« Les Dents du tigre » est un roman d’aventures de Maurice Leblanc publié en 1921. C’est un roman plus long que les autres, mettant une nouvelle fois en scène Don Luis Perenna, comme dans Le triangle d’or et dans L’Île aux trente cercueils. Cette fois-ci, Leblanc nous emmène dans une aventure passionnante, mais dont on a presque du mal à suivre tous les rebondissements, tellement ils sont nombreux.
Les Dents du tigre dans le contexte de Lupin
Il y a déjà bien longtemps que Maurice Leblanc cherche un second souffle à son héros. De la nouvelle il est passé au roman. De désinvolte et charmeur, léger et primesautier, il est devenu noir, sombre et angoissé. De cambrioleur, il est devenu justicier et redresseur de torts. De policier, le roman s’est tourné vers l’espionnage et l’aventure. De centre et véhicule de l’action, Lupin est extérieur et intervient pour rendre la justice et en tirer un profit bien maigre… Leblanc a aussi enchaîné les compagnons, les situations, multiplié les criminels, des plus machiavéliques aux fous furieux. Mais rien n’y fait, Lupin se cherche. Et pour mieux se chercher, il n’apparaît plus qu’en seconde moitié d’ouvrage, et rarement sous son vrai nom. Entre L’Île aux trente cercueils et « Les Dents du tigre », Maurice Leblanc s’essaie à la science-fiction avec Les Trois yeux. Puis il se relance dans un Lupin : plus long, un projet encore plus machiavélique et disons-le, diabolique, et un Don Luis présent dès le commencement.

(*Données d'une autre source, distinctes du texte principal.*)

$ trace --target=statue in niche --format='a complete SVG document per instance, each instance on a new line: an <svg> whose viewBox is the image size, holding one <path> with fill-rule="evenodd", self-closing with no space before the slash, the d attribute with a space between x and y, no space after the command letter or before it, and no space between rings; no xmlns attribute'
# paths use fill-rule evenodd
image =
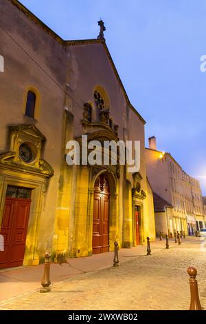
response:
<svg viewBox="0 0 206 324"><path fill-rule="evenodd" d="M90 103L84 104L83 118L84 121L91 121L92 108Z"/></svg>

Lupin dans Les Dents du tigre
Maurice Leblanc y peint un Lupin en proie à des faiblesses, des hésitations, dans des situations périlleuses où il n’est plus du tout le superhéros qu’il était par exemple dans Le triangle d’or. Leblanc pousse à fond dans le rocambolesque ; et sa recherche du machiavélique l’amène presque sur le terrain de Poe, tandis que le couple que Don Luis forme avec Mazeroux, ses incessants déplacements, combinés à ces moments où, allongé sur son fauteuil, il fume son cigare, ceci évoque un peu le Holmes de Conan Doyle.
Résumé de l’histoire
Tout commence avec le bureau du préfet de police, M. Desmalions. Arrive l’inspecteur Vérot, à bout de souffle et paniqué. Il doit parler au préfet de façon à prévenir deux assassinats. Puis il disparaît, laissant à l’huissier une enveloppe contenant une lettre et un paquet avec à l’intérieur, du chocolat, sur lequel il y a une empreinte de dents. Pendant ce temps, le préfet reçoit l’attaché d’Ambassade du Pérou, un avocat…et Don Luis Perenna…Puis il lit le testament de M. Mornington, dont Don Luis sera l’héritier à moins qu’il ne retrouve les descendants de deux tantes du défunt. L’héritage en jeu est colossal. C’est pendant cet entretien que Don Luis devine que Mornington, qui était son ami, n’est en fait pas mort de mort naturelle. Puis il retrouve Vérot, agonisant, qui a écrit trois lettres sur un bloc-notes : FAU.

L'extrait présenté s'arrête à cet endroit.